Page 1 of 1

check if string contains html entities

Posted: Thu Oct 09, 2014 6:23 pm
by cjkeane
Hi Everyone.
I am starting to have an issue which I'm not sure how to resolve.
I have a database which is all set using utf8.
all data up until now, I have run htmlspecialchars on content when it inserted into the db, so i always need to use html_entity_decode to decode properly.
i changed my script recently and i no longer convert any text to html entities when its submitted to the db. I leave it up to utf8 to display correctly which it does for all new records.
My issue is that all previously entered data may have some elements of html entities which i need to decode to display properly, but if i run html_entity_decode, it mangles the display of some newly entered data.

My thought is to do something like this: if html entities are detected in the string, then run html_entities_decode on it, otherwise do nothing.
I'm just not sure how to code for that. Any help would be appreciated. Thanks.

Re: check if string contains html entities

Posted: Thu Oct 09, 2014 6:44 pm
by requinix
How do you tell the difference between HTML entities that are supposed to be there and those that are not?

Re: check if string contains html entities

Posted: Thu Oct 09, 2014 8:15 pm
by cjkeane
i can only identify the entities by looking either at the html source code or in the actual db to see why they don't display correctly when viewed on the website.
for example:
1. a previous entry inserted into the db looks like this: <strong>testing</strong>
When viewed on the website, it displays as <strong>testing</strong>
2. a new entry is saved to the db like so: <strong>testing</strong> and displays on the website as tested actually bolded

Re: check if string contains html entities

Posted: Thu Oct 09, 2014 8:24 pm
by Celauran
I guess the obvious takeaways here are a.
cjkeane wrote:all data up until now, I have run htmlspecialchars on content when it inserted into the db
don't do that, and 2.
cjkeane wrote:i changed my script recently and i no longer convert any text to html entities when its submitted to the db.
don't do that. Worry about escaping your HTML when it comes out, not when it goes in but be consistent.

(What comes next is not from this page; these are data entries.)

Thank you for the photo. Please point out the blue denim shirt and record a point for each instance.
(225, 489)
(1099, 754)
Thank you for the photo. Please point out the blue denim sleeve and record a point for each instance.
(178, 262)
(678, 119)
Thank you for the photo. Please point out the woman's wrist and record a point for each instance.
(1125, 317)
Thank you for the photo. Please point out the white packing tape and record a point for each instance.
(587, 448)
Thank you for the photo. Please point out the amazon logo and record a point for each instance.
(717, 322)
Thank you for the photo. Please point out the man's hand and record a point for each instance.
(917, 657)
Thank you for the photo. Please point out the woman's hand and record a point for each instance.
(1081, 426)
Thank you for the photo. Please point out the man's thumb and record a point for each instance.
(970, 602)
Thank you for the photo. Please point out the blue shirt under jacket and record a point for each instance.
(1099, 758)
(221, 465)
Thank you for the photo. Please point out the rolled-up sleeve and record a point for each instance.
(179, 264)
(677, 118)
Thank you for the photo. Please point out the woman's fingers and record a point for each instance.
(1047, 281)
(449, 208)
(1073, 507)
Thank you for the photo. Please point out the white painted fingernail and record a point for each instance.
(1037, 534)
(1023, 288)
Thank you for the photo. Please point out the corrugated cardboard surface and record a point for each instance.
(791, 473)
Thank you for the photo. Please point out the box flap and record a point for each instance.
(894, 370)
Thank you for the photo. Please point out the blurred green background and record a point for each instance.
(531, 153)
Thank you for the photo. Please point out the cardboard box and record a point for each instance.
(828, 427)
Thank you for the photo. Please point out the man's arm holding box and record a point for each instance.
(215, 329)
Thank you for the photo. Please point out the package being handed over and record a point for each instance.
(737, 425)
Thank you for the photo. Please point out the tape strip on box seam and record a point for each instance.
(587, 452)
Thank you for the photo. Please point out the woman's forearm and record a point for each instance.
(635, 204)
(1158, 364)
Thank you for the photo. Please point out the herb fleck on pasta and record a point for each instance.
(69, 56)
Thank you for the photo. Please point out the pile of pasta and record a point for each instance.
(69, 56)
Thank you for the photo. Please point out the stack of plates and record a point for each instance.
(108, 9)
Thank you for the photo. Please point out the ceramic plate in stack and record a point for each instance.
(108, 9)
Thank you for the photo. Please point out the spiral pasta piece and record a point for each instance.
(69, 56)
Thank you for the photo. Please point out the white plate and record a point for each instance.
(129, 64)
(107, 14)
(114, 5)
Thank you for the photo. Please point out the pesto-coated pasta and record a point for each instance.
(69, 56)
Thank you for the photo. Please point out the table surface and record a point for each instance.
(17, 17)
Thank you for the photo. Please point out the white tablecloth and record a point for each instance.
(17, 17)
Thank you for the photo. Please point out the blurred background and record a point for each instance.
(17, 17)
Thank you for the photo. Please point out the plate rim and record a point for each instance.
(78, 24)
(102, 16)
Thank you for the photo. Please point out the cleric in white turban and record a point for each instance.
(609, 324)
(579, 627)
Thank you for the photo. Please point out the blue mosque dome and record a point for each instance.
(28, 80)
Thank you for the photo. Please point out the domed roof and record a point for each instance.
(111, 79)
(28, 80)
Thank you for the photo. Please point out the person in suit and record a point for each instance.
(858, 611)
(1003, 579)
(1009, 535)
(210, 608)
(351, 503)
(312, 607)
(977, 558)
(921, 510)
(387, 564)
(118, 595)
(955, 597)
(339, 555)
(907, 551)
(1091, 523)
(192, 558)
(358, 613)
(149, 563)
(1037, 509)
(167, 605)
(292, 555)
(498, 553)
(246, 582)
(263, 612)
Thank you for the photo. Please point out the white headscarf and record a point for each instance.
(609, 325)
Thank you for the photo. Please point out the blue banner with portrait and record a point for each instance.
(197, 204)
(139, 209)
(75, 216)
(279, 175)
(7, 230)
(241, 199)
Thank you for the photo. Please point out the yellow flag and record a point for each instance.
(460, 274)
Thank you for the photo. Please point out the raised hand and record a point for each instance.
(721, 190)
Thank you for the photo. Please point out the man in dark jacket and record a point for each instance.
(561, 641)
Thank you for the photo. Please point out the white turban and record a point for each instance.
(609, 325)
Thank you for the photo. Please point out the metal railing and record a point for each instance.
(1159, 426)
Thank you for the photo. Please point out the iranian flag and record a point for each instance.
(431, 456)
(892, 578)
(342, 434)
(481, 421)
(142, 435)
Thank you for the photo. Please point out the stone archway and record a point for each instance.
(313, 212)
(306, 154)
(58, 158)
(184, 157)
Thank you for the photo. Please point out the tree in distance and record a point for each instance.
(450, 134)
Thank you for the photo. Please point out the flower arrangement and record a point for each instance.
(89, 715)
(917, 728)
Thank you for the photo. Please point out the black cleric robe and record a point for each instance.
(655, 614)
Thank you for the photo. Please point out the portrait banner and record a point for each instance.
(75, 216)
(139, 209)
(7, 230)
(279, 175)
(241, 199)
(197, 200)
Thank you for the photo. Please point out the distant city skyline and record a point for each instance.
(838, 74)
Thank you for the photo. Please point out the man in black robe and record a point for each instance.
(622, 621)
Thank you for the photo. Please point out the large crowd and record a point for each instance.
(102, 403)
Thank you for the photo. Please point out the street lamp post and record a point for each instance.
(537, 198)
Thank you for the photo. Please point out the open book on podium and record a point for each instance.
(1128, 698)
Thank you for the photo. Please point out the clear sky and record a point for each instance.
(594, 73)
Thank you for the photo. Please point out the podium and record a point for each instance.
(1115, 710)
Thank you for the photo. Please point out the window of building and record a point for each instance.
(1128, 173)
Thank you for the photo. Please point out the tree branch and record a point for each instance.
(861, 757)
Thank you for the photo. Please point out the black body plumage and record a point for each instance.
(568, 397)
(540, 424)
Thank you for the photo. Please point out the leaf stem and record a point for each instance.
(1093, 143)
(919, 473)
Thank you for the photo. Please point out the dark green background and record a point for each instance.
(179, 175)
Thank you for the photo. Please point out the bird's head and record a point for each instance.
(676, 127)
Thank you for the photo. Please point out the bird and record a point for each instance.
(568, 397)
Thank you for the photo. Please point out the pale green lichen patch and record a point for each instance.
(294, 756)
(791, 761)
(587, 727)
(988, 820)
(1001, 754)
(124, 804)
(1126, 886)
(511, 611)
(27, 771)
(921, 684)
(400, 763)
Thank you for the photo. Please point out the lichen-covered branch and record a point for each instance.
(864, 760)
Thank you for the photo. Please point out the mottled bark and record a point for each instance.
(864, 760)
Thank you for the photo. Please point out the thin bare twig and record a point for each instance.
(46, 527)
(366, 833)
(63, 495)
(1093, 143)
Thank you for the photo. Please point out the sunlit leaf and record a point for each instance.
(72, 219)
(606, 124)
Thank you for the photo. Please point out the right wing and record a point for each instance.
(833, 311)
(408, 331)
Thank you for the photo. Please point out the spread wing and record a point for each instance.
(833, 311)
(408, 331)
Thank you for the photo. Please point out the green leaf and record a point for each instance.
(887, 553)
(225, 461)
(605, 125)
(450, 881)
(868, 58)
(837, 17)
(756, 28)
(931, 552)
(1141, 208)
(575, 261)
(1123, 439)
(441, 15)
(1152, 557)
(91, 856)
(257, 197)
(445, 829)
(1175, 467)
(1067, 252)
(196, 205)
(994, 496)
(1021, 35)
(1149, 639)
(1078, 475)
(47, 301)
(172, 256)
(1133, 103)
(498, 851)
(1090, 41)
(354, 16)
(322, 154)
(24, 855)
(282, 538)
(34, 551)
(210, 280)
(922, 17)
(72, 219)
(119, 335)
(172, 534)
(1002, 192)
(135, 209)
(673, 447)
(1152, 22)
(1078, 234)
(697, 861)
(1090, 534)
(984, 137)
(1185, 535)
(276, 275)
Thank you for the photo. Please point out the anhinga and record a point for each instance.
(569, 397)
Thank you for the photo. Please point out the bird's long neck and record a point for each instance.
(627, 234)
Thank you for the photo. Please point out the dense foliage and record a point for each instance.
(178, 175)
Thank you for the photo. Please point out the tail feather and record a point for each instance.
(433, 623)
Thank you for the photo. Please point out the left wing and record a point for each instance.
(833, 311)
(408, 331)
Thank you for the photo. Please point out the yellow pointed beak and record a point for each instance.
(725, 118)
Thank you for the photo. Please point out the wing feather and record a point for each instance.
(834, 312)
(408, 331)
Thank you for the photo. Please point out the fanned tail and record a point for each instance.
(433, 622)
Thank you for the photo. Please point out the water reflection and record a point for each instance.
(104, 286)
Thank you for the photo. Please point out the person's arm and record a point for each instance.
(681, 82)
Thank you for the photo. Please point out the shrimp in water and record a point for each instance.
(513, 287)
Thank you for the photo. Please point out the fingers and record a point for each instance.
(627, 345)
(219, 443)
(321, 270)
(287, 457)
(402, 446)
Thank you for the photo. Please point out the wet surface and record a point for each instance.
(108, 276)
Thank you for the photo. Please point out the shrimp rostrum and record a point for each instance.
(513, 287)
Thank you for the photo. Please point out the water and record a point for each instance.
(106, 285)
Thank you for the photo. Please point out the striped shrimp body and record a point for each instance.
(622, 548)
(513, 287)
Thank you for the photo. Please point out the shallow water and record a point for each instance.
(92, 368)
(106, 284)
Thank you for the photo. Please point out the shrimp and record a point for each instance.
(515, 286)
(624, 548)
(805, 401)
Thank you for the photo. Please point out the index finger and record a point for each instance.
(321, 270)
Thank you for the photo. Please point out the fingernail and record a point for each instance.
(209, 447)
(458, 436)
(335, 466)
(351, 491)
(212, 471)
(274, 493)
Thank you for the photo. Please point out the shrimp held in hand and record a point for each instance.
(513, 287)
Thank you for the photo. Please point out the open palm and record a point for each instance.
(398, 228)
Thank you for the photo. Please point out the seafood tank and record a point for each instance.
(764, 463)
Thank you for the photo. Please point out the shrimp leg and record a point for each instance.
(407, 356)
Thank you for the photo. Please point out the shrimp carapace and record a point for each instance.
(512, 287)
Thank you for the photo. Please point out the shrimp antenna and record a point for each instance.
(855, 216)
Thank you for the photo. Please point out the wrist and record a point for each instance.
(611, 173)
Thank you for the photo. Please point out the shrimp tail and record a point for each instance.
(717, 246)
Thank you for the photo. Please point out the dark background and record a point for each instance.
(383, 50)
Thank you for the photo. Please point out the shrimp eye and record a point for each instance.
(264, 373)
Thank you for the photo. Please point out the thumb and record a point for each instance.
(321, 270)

That said, how bad is the damage? Can you fix it to be consistent either one way or the other, or is there just too much?

Re: check if string contains html entities

Posted: Thu Oct 09, 2014 8:42 pm
by cjkeane
i just changed my script yesturday to just use mysql_real_escape string to get the data in.
up until then, i was using a function which applied htmlspecialchars. i then found i had to decode it when viewing it on the site which was working for the most part.
occassionally there would be an issue decoding it, but yesturday i had an inquiry if chinese characters could be saved into the db. when i tested it (and because i had enabled html_entities_decode) chinese characters were mangled.
which is why i asked if it was possible to detect if htmlspecialchars was within a string, if it was, then decode it, otherwise do nothing.
there are close to 300,000 records, but as i can tell only about 2500 records have htmlspecialchars applied.

whats the best way to accommodate both issues?

Re: check if string contains html entities

Posted: Thu Oct 09, 2014 8:45 pm
by Celauran
So 298,000 new records since yesterday? Wow. The good news is there are only 2,500 or so that need fixing. Are you using auto-incrementing primary keys? Can you easily identify the cutoff point and update only those records?

Re: check if string contains html entities

Posted: Thu Oct 09, 2014 9:02 pm
by cjkeane
no no. 300,000 records in the last two years. thats approx. the number of records in the entire db.
i just did a quick search and of the 2500 records which had some variant of htmlspecial chars, some were regarding accented characters, others were from html formatting. that being said, i did a quick search in the db, and i'm down to 14 records which i need to actually fix so its not as bad as i thought.